What happens to func main when exports are involved?

Go code compiled to a wasip1 Wasm binary can be either a "Command", which includes the _start function, or a "Reactor/Library", which includes the _initialize function.

When using -buildmode=c-shared, the resulting Wasm binary will not contain a _start function, and will only contain the _initialize function and any exported functions. The Go main function will not be exported to the host. The user can choose to export it like any other function using the //go:wasmexport directive. The _initialize function will not automatically call main. The main function will not initialize the runtime.

When the -buildmode flag is unset, the _start function and any exported functions will be exported to the host. Using //go:wasmexport on the main function in this mode will result in a compilation error. In this mode, only _start will initialize the runtime, and so must be the first export called from the host. Any other exported functions may only be called through calling into host functions that call other exports during the execution of the _start function. Once the _start function has returned, no other exports may be called on the same instance.

Why not reuse //export?

//export is used to export Go functions to C when using buildmode=c-shared. Use of //export puts restrictions on the use of the file, namely that it cannot contain definitions, only declarations. It’s also something of an ugly duckling among compiler directives in that it doesn’t use the now established go: prefix. A new directive removes the need for users to define functions separately from the declaration, has a nice symmetry with go:wasmimport, and uses the well established go: prefix.

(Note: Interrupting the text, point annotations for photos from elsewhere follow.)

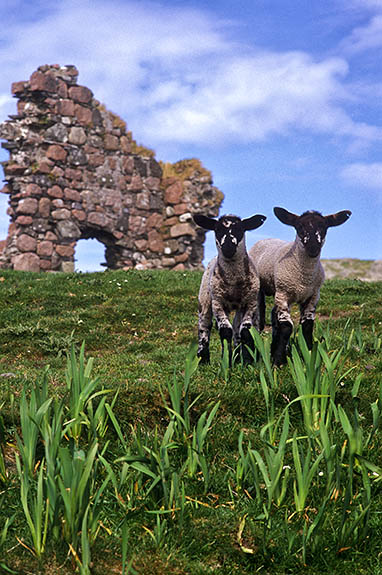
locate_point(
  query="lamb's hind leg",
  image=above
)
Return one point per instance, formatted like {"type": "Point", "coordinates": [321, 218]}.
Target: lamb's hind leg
{"type": "Point", "coordinates": [224, 328]}
{"type": "Point", "coordinates": [307, 317]}
{"type": "Point", "coordinates": [282, 327]}
{"type": "Point", "coordinates": [204, 332]}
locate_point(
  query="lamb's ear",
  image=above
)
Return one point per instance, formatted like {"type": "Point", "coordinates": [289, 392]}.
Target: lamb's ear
{"type": "Point", "coordinates": [286, 217]}
{"type": "Point", "coordinates": [204, 221]}
{"type": "Point", "coordinates": [253, 222]}
{"type": "Point", "coordinates": [337, 219]}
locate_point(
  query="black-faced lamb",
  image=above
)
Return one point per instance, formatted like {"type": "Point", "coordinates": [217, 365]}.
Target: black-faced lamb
{"type": "Point", "coordinates": [229, 283]}
{"type": "Point", "coordinates": [292, 273]}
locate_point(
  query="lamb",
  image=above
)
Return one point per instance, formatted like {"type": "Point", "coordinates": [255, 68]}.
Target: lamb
{"type": "Point", "coordinates": [292, 273]}
{"type": "Point", "coordinates": [229, 283]}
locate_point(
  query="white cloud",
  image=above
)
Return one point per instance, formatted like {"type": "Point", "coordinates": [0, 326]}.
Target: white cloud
{"type": "Point", "coordinates": [176, 75]}
{"type": "Point", "coordinates": [364, 175]}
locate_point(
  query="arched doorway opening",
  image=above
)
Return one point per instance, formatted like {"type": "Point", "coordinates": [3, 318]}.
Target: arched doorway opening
{"type": "Point", "coordinates": [89, 256]}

Handling Reentrant Calls and Panics

Reentrant calls happen when the Go application calls a host import, and that invocation calls back into an exported function. Reentrant calls are handled by creating a new goroutine. If a panic reaches the top-level of the go:wasmexport call, the program crashes because there are no mechanisms allowing the guest application to propagate the panic to the Wasm host.

Naming exports

When the name of the Go function matches that of the desired Wasm export, the name parameter can be omitted.

For example:

//go:wasmexport add
func add(x, y int) int {
    return x + y
}

Is equivalent to

//go:wasmexport
func add(x, y int) int {
    return x + y
}

The names _start and _initialize are reserved and not available for user exported functions.

Third-party libraries

Third-party libraries will need to be able to define exports, as WASI functionality such as wasi-http requires calling into exported functions, which would be provided by the third party library in a user-friendly wrapper. Any exports defined in third party libraries are compiled to exported Wasm functions.

Module names

The current Wasm architecture doesn’t define a module name of the compiled module, and this proposal does not suggest adding one. Module names are useful to namespace different compiled Wasm binaries, but it can usually be configured by the runtime or using post-processing tools on the binaries. Future proposals may suggest some way to build this into the Go build system, but this proposal suggests not naming it for simplicity.

Conflicting exports

If the compiler detects multiple exports using the same name, a compile error will occur and warn the user that multiple definitions are in conflict. This may have to happen at link time. If this happens in third-party libraries the user has no recourse but to avoid using one of the libraries.

Supported Types

The go:wasmimport directive allows the declaration of host imports by naming the module and function that the application depends on. The directive applies restrictions on the types that can be used in the function signatures, limiting to fixed-size integers and floats, and unsafe.Pointer, which allows simple mapping rules between the Go and Wasm types. The go:wasmexport directive will use the same type restrictions. Any future relaxing of this restriction will be subject to a separate proposal.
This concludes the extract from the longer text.